Oilfields School junior drama students re-tell classic tales and get involved in comedic mysteries as they present two plays in Diamond Valley on Jan. 18 and 19.

Oilfields School junior drama students are working hard to perfect their parts before the curtain goes up for two upcoming performances at the school in Diamond Valley.

Students will present Witches, Britches, Rings and Things by Dave Barton. The patchwork of folk and fairy tales runs on Wednesday, Jan. 18 at 7 p.m. 

The play features some of the best stories from the good old days, narrated by retired witch Ethel Appleton, played by Olivia Selinger.

The show features classic fairy tales with magical beings, trolls and witches among them, said teacher Manda Henrichsen.

“It’s a whole bunch of little plays put together,” said Grace-Lynn Dyck, who plays a housekeeper and a villager. “There’re definitely a lot of funny moments.” 

Gabriel Way-Dunlop plays a troll in one play and a gentleman in another. 

The gentleman is a serious character in a funny play, he said. 

“It's a very fun play like that," he said. "He goes around, a serious guy, going around looking for funny stuff.” 

Way-Dunlop added he’s looking forward to performing for an audience. 

“It's going to be fun," he said. "I think we’ve got a lot of new actors this year, and they're all going to do great.” 

Another class will present The Case of the Mysterious Missing Ring by Janie Downey Maxwell on Thursday, Jan. 19 at 7 p.m. 
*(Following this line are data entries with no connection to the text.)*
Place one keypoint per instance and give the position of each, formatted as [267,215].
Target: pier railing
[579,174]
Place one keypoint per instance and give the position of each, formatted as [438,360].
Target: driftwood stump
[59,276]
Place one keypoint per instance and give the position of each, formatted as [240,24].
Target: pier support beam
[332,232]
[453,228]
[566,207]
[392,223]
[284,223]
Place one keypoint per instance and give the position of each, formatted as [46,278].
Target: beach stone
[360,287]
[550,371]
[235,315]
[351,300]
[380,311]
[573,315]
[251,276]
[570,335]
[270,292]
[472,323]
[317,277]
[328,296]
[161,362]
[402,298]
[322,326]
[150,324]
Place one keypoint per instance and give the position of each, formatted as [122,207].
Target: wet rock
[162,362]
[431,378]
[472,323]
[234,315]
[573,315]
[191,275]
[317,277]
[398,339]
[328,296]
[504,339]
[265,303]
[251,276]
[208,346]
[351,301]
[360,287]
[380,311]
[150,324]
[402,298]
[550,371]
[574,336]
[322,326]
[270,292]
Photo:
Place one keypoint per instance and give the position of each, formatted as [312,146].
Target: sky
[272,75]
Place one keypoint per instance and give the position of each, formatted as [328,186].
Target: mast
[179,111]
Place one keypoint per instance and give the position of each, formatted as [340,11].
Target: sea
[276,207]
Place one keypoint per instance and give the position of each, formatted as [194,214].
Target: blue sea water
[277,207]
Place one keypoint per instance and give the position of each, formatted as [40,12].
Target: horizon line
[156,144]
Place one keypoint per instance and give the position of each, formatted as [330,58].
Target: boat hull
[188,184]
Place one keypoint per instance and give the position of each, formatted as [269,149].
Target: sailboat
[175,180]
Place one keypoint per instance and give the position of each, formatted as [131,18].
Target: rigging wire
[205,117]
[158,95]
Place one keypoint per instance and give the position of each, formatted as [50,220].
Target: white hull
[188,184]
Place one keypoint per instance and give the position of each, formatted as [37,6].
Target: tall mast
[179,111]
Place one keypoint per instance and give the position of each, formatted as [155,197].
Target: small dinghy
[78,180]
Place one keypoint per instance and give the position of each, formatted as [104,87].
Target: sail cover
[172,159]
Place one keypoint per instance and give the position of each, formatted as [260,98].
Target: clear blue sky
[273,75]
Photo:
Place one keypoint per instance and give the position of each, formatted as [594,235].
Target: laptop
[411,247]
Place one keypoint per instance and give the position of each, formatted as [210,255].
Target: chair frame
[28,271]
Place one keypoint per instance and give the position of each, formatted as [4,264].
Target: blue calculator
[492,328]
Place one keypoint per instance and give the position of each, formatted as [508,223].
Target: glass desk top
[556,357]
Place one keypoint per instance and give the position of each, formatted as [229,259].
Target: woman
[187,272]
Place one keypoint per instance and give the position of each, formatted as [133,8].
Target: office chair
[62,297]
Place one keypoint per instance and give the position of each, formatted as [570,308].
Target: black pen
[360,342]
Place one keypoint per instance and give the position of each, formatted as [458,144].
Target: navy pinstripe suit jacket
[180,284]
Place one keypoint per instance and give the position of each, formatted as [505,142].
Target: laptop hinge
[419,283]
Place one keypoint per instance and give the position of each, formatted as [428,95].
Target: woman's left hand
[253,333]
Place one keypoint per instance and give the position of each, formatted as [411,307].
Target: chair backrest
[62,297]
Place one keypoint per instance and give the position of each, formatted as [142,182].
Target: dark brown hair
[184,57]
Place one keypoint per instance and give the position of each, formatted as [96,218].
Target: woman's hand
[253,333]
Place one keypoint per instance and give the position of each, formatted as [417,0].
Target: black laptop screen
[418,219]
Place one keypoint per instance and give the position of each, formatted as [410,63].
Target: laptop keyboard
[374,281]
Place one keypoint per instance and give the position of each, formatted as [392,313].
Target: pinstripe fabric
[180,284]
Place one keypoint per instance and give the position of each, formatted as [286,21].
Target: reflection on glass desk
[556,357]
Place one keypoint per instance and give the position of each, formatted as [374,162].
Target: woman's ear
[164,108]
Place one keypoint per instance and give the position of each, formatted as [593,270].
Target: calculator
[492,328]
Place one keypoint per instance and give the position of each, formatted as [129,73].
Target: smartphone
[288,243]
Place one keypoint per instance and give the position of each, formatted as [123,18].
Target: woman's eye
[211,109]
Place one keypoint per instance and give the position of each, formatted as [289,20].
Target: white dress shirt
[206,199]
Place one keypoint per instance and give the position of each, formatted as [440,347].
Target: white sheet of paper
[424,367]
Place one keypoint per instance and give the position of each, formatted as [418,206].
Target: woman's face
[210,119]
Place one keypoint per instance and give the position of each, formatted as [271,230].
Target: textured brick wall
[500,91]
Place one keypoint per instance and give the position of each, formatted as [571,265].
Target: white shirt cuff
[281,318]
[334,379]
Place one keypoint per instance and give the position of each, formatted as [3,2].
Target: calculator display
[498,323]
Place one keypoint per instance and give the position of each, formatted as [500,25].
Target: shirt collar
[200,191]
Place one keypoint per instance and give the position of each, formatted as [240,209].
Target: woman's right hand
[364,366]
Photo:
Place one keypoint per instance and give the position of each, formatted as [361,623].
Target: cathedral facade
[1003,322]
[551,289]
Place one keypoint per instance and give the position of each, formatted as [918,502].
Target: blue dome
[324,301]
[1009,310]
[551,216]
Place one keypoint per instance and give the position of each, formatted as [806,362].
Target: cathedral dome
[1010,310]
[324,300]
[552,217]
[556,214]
Mystery meets comedy when the Queen, played by Lily Gregoire, misplaces the royal ring at a party, and someone steals it. 

Royal detectives are summoned to track down the ring. Every detective was at the party, however, making every detective a suspect. 

Student Cassie Crane is Miss Scarlet, one of the detectives working the case. 

Although not a very good detective, Miss Scarlet does her best to find the missing ring along with the others, Crane said. 

“It's basically a rat race around the castle graveyard,” Crane said. 

The Queen’s butler, played by Brady Maull, is also involved in the mystery. 

“I serve people tea and make sure everything is going good in the palace,” Maull said. 

He also tries to avoid suspicion and not become a suspect himself. 

Tickets to the play are $5 and are available at the door or from the school office ahead of time. 

Henrichsen said it was challenging to do both productions at the same time, but the students made the experience rewarding and worthy. 

“I am very proud of all my students for pushing their boundaries for the enjoyment of children and all family audiences alike,” Henrichsen said.